Water quality is one of the most important factors contributing to a healthy life; meanwhile, total dissolved solids (TDS) and electrical conductivity (EC) are the most important parameters in water quality, and many water developing plans have been implemented for the recognition of these factors. The accurate prediction of water quality parameters (WQPs) is an essential requisite for water quality management, human health, public consumption, and domestic uses. Using three novel data preprocessing algorithms (DPAs), including empirical mode decomposition (EMD), ensemble EMD (EEMD), and variational mode decomposition (VMD) to estimate two important WQPs, TDS and EC, differentiates this study from the existing literature. The acceptability and reliability of the proposed models (e.g., model tree (MT), EMD-MT, EEMD-MT, and VMD-MT) were evaluated using five performance metrics and visual plots. A comparison of the performances of standalone and hybrid models indicated that DPAs can enhance the performance of standalone MT model for both TDS and EC estimations. For instance, the VMD-MT model (root-mean-square error (RMSE) = 24.41 mg/l, ratio of RMSE to SD (RSD) = 0.231, and Nash–Sutcliffe efficiency (Ens) = 0.94 (Garmrood) and RMSE = 31.85 mg/l, RSD = 0.133, and Ens = 0.98 (Varand)) outperformed other hybrid models and original MT models for TDS estimations.
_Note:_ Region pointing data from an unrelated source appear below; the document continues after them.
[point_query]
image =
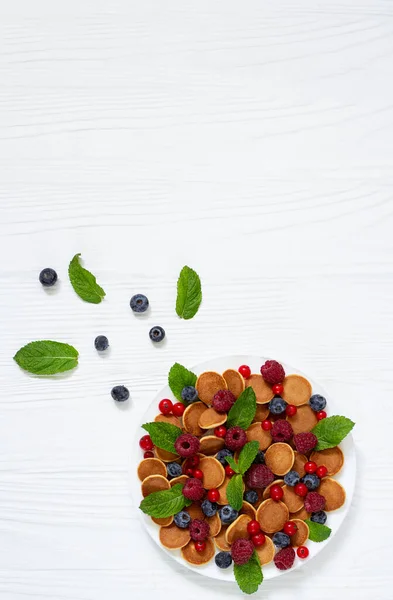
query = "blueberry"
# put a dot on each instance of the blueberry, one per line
(223, 560)
(157, 334)
(251, 496)
(277, 406)
(139, 303)
(281, 540)
(319, 517)
(311, 480)
(120, 393)
(182, 519)
(317, 402)
(48, 277)
(101, 343)
(291, 478)
(209, 508)
(173, 470)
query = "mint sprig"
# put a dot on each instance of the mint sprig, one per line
(331, 431)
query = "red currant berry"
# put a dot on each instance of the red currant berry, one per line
(165, 406)
(302, 552)
(301, 489)
(245, 371)
(146, 443)
(178, 409)
(276, 492)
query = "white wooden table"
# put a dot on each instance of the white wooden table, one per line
(252, 141)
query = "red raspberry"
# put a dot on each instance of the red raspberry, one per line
(304, 442)
(223, 401)
(241, 551)
(284, 559)
(235, 438)
(281, 431)
(193, 489)
(314, 502)
(259, 476)
(199, 530)
(272, 372)
(186, 445)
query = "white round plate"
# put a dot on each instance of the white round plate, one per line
(346, 476)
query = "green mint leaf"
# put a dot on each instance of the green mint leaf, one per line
(235, 492)
(247, 455)
(249, 576)
(46, 357)
(166, 503)
(331, 431)
(189, 293)
(163, 435)
(243, 411)
(318, 532)
(84, 282)
(178, 378)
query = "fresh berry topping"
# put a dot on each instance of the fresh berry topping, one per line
(314, 502)
(272, 372)
(245, 371)
(304, 442)
(317, 402)
(186, 445)
(259, 476)
(235, 438)
(284, 559)
(193, 489)
(241, 551)
(223, 401)
(139, 303)
(281, 431)
(182, 519)
(199, 530)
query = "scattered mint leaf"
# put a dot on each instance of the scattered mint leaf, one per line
(46, 357)
(166, 503)
(243, 411)
(249, 576)
(331, 431)
(84, 282)
(189, 293)
(163, 435)
(318, 532)
(178, 378)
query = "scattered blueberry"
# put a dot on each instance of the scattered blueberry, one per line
(139, 303)
(48, 277)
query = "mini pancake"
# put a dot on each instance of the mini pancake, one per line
(292, 500)
(332, 458)
(266, 551)
(304, 419)
(263, 390)
(255, 432)
(208, 384)
(272, 515)
(151, 466)
(213, 472)
(211, 444)
(210, 418)
(235, 381)
(198, 558)
(302, 533)
(191, 417)
(334, 493)
(238, 529)
(173, 537)
(297, 390)
(279, 458)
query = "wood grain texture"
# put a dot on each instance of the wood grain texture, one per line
(252, 142)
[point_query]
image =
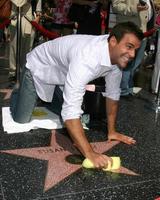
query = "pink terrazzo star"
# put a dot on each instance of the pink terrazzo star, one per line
(55, 154)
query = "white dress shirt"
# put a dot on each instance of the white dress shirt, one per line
(73, 61)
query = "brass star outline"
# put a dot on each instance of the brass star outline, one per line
(61, 147)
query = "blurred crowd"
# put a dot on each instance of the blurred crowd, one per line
(85, 17)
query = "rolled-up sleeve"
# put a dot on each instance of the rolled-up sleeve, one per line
(113, 80)
(78, 76)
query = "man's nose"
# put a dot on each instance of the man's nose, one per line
(132, 54)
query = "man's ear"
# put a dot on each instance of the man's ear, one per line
(113, 41)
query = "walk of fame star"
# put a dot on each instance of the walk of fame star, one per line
(60, 148)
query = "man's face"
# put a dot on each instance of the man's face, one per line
(123, 51)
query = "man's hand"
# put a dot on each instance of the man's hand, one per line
(142, 7)
(99, 160)
(78, 136)
(121, 137)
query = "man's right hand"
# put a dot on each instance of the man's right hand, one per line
(99, 160)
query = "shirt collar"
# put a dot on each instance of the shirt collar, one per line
(105, 57)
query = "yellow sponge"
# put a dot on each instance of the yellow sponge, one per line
(115, 165)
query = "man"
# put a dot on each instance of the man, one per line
(142, 14)
(72, 62)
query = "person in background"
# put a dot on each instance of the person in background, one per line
(61, 22)
(59, 70)
(142, 13)
(27, 32)
(89, 21)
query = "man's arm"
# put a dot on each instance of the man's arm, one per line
(112, 109)
(77, 134)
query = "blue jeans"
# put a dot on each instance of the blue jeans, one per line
(128, 73)
(24, 99)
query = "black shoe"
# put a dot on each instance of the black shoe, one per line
(127, 97)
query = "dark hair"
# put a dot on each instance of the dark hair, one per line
(123, 28)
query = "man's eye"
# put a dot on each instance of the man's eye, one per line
(129, 47)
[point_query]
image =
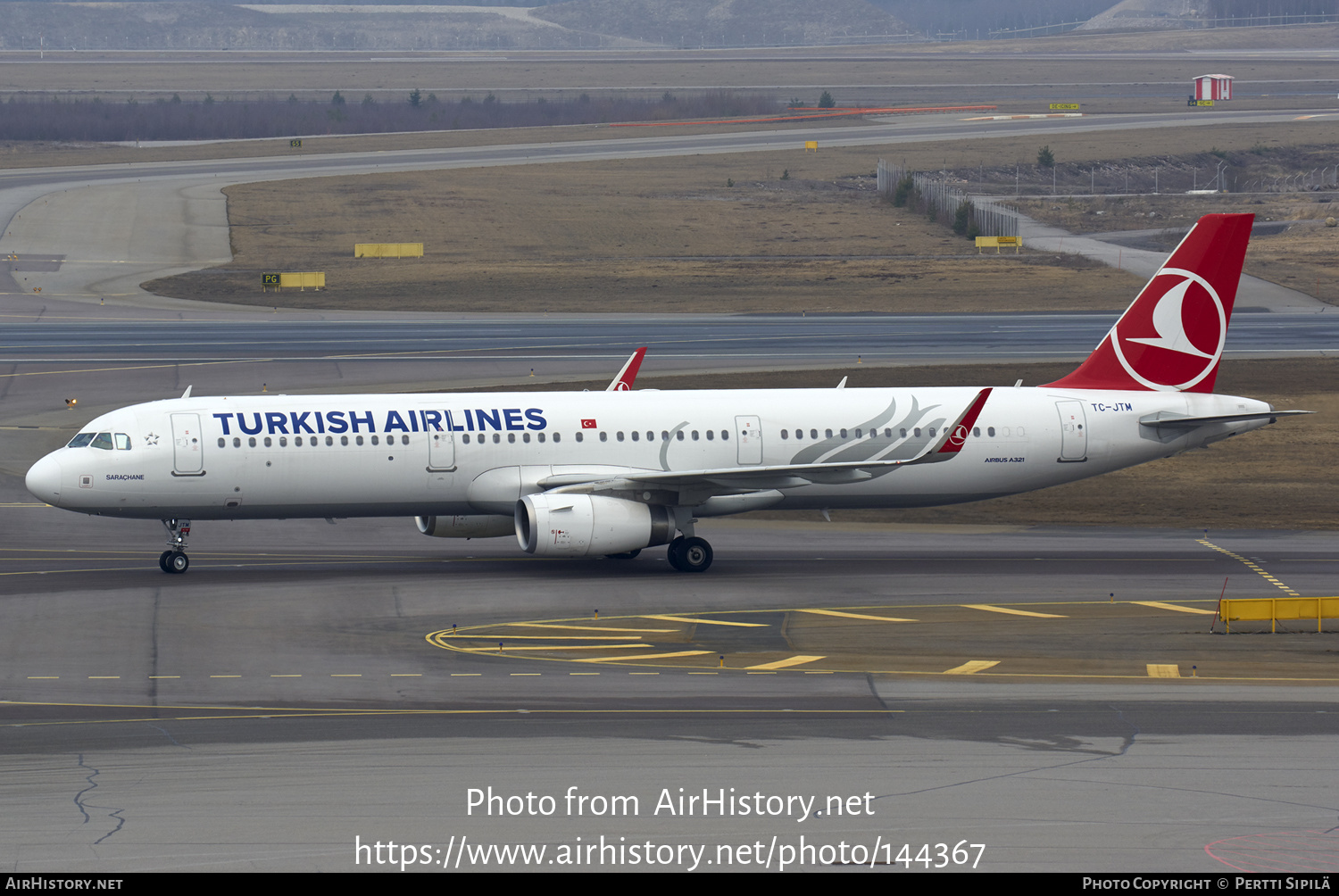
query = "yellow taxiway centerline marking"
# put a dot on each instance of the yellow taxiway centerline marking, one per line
(789, 660)
(595, 628)
(624, 660)
(544, 638)
(509, 650)
(972, 666)
(1159, 604)
(1011, 612)
(706, 622)
(1250, 566)
(837, 612)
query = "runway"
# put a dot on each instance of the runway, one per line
(77, 214)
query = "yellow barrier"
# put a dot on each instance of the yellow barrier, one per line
(1275, 609)
(986, 243)
(299, 280)
(387, 249)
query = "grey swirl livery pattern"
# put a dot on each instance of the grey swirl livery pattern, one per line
(873, 446)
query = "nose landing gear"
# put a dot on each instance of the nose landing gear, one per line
(174, 559)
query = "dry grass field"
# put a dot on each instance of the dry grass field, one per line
(1304, 256)
(1280, 477)
(651, 236)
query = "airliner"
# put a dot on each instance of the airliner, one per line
(610, 473)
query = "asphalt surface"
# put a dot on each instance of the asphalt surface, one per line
(283, 703)
(115, 227)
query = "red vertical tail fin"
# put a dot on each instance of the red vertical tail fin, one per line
(1172, 337)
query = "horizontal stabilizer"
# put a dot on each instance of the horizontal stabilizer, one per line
(1167, 418)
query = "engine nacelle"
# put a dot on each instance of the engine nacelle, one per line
(482, 526)
(588, 526)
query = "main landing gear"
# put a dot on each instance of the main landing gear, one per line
(690, 555)
(176, 559)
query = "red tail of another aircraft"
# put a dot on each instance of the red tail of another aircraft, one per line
(1172, 337)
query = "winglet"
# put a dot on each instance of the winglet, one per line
(955, 436)
(628, 375)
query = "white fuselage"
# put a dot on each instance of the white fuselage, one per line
(345, 456)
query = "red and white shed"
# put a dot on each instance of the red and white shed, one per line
(1213, 87)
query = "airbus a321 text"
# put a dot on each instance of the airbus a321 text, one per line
(578, 475)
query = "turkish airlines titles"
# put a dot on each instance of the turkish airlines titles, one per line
(410, 420)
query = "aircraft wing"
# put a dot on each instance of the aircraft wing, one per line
(747, 478)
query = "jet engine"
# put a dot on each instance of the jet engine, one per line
(482, 526)
(588, 526)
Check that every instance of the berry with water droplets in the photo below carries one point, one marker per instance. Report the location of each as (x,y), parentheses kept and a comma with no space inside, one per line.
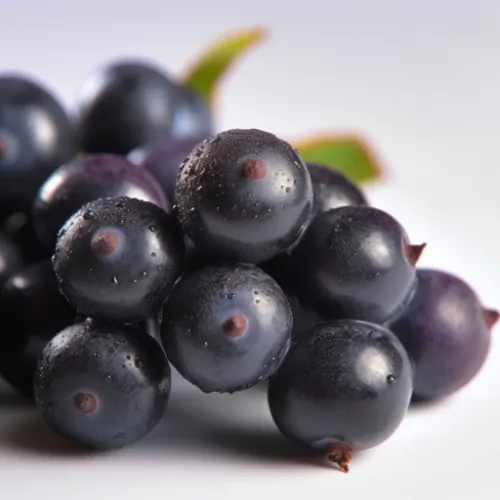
(85,179)
(102,386)
(226,327)
(344,386)
(355,262)
(244,195)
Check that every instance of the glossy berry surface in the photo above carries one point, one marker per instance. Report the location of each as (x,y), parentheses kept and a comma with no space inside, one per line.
(85,179)
(446,332)
(192,117)
(124,105)
(102,386)
(355,262)
(36,136)
(10,258)
(226,327)
(344,386)
(118,258)
(163,159)
(333,189)
(32,311)
(245,195)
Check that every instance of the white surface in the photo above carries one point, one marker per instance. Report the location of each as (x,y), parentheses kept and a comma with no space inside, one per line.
(422,79)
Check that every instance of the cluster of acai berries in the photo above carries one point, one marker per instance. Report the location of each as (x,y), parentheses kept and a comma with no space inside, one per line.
(223,255)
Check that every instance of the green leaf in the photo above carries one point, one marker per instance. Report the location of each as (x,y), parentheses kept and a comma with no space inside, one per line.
(204,76)
(347,153)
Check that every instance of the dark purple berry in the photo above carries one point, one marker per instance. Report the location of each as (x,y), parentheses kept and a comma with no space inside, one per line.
(32,311)
(124,105)
(446,332)
(102,386)
(36,136)
(333,189)
(344,386)
(11,258)
(245,195)
(85,179)
(118,258)
(227,327)
(355,262)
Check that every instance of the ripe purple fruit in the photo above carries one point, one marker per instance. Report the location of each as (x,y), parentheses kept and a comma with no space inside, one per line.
(446,332)
(36,136)
(333,189)
(88,178)
(118,259)
(102,386)
(226,327)
(125,104)
(245,195)
(344,386)
(355,262)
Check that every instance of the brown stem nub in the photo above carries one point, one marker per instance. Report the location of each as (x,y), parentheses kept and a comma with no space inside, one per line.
(340,455)
(414,252)
(491,316)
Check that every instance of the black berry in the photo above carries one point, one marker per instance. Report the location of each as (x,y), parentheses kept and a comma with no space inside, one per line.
(345,386)
(245,195)
(118,258)
(355,262)
(446,332)
(102,386)
(124,105)
(226,327)
(85,179)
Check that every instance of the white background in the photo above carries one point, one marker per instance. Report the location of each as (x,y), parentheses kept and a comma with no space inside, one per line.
(422,81)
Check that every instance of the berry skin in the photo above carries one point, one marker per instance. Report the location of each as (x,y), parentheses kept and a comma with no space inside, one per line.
(163,159)
(85,179)
(36,136)
(32,311)
(102,386)
(446,332)
(10,258)
(333,189)
(118,258)
(345,386)
(192,117)
(355,262)
(244,195)
(226,327)
(124,105)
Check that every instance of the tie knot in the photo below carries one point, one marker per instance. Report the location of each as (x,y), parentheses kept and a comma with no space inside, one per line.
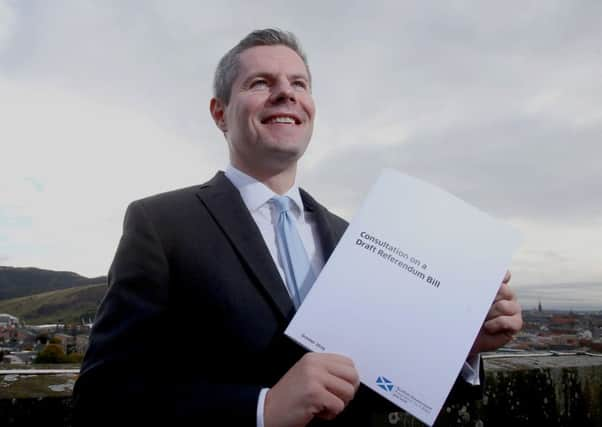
(282,203)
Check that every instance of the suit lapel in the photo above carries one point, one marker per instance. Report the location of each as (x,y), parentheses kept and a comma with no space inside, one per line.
(225,205)
(328,240)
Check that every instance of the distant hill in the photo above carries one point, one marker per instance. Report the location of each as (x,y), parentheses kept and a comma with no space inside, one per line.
(17,282)
(68,305)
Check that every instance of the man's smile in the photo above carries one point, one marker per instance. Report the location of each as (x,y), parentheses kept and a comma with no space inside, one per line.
(282,119)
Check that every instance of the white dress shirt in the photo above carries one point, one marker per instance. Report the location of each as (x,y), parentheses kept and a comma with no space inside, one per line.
(256,196)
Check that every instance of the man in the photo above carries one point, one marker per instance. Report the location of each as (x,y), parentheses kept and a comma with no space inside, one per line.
(204,267)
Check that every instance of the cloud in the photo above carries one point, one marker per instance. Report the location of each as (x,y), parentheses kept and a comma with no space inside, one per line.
(105,102)
(8,23)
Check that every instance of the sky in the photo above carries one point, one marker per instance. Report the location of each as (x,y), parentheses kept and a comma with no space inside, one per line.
(499,103)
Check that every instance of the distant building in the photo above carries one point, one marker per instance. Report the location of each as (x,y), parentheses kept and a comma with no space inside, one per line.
(7,320)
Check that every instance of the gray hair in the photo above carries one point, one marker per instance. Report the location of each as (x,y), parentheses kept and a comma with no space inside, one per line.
(227,68)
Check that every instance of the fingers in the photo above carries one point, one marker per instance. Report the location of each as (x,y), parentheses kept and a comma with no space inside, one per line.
(340,388)
(504,292)
(503,307)
(346,372)
(504,324)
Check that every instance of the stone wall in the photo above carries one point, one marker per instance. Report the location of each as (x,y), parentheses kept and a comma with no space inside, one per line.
(520,391)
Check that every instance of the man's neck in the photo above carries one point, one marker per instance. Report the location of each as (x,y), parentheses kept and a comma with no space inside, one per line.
(279,181)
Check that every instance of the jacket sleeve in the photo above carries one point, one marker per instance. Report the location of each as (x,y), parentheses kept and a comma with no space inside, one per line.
(128,369)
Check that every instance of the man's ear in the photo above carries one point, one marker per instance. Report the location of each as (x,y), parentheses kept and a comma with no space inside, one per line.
(217,109)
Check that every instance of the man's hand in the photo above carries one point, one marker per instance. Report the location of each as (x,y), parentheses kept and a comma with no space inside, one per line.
(318,385)
(503,320)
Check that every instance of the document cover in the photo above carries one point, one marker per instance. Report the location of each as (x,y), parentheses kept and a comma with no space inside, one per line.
(406,290)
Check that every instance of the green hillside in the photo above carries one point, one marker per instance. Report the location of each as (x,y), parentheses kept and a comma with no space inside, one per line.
(19,282)
(67,305)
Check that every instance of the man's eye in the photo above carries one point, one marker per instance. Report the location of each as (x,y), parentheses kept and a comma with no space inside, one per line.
(258,83)
(300,84)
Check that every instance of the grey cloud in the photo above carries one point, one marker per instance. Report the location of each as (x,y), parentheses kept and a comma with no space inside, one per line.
(515,169)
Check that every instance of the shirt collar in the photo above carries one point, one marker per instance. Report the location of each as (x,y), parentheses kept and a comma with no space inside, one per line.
(255,194)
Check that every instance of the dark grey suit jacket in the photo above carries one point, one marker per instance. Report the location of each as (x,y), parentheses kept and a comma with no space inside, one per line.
(191,327)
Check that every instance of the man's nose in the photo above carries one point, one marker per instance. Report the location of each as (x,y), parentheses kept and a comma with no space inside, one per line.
(283,91)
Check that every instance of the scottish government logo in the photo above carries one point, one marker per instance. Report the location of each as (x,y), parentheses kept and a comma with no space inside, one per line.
(384,383)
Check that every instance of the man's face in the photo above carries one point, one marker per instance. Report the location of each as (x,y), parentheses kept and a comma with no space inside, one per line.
(269,120)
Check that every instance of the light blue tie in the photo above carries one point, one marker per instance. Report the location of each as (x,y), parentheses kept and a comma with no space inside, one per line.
(297,268)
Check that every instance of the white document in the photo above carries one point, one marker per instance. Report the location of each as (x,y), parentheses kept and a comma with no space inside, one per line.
(406,290)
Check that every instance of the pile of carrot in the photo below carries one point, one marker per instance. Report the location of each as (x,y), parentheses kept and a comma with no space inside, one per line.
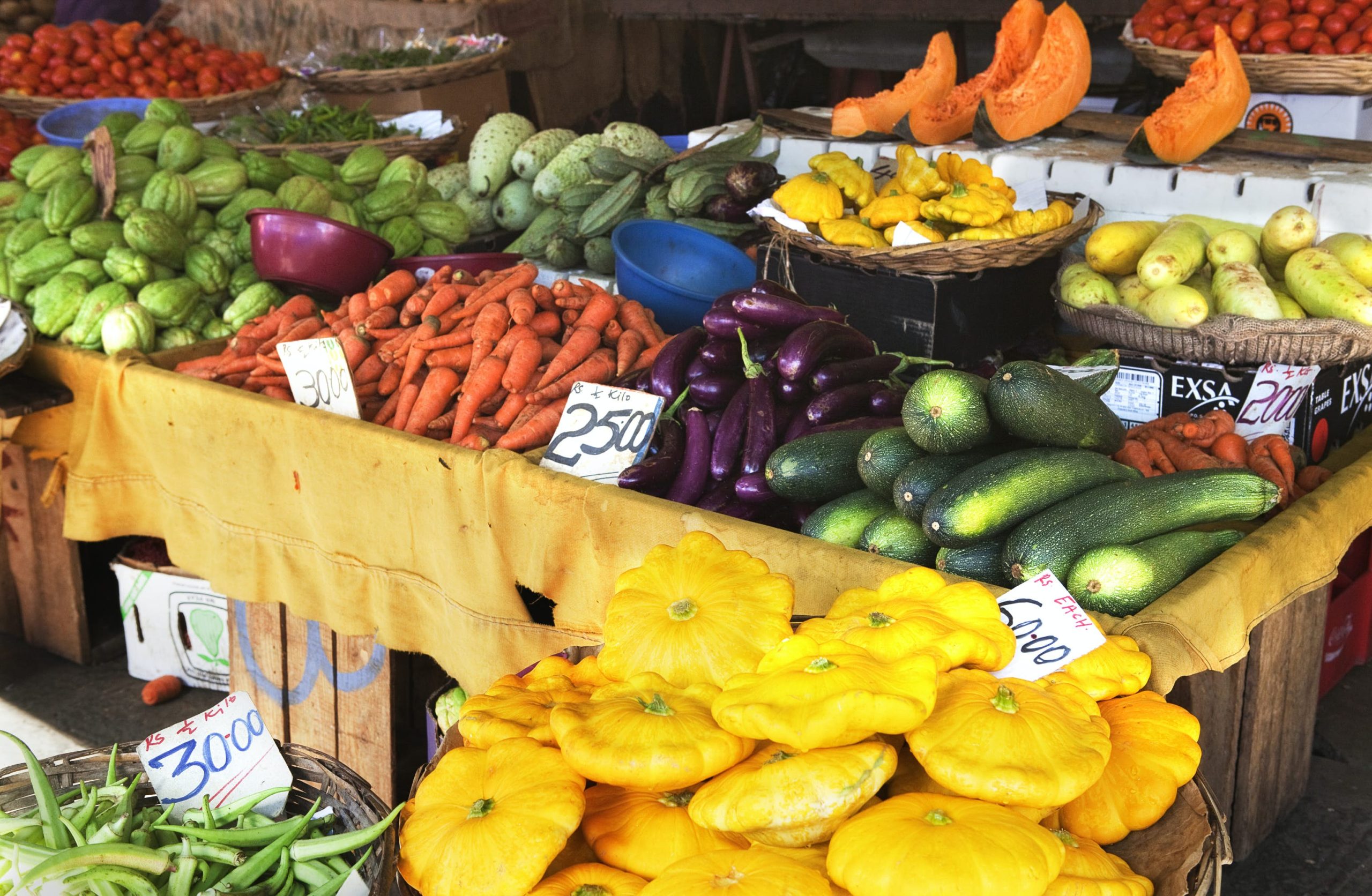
(484,361)
(1180,441)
Regarding the EC estimation results, as for R2, VMD could enhance the accuracy of prediction for the MT model for Garmrood and Varand stations by 10.2 and 7.6%, respectively.
Two important water quality parameters, TDS and EC, were modeled in this study.
Three data preprocessing algorithms were used to address the nonstationary of the dataset.
To validate proposed models, a classification-based MT was used as the benchmark model.
The VMD-MT proves to be an effective tool to provide strong technical support for WQPs.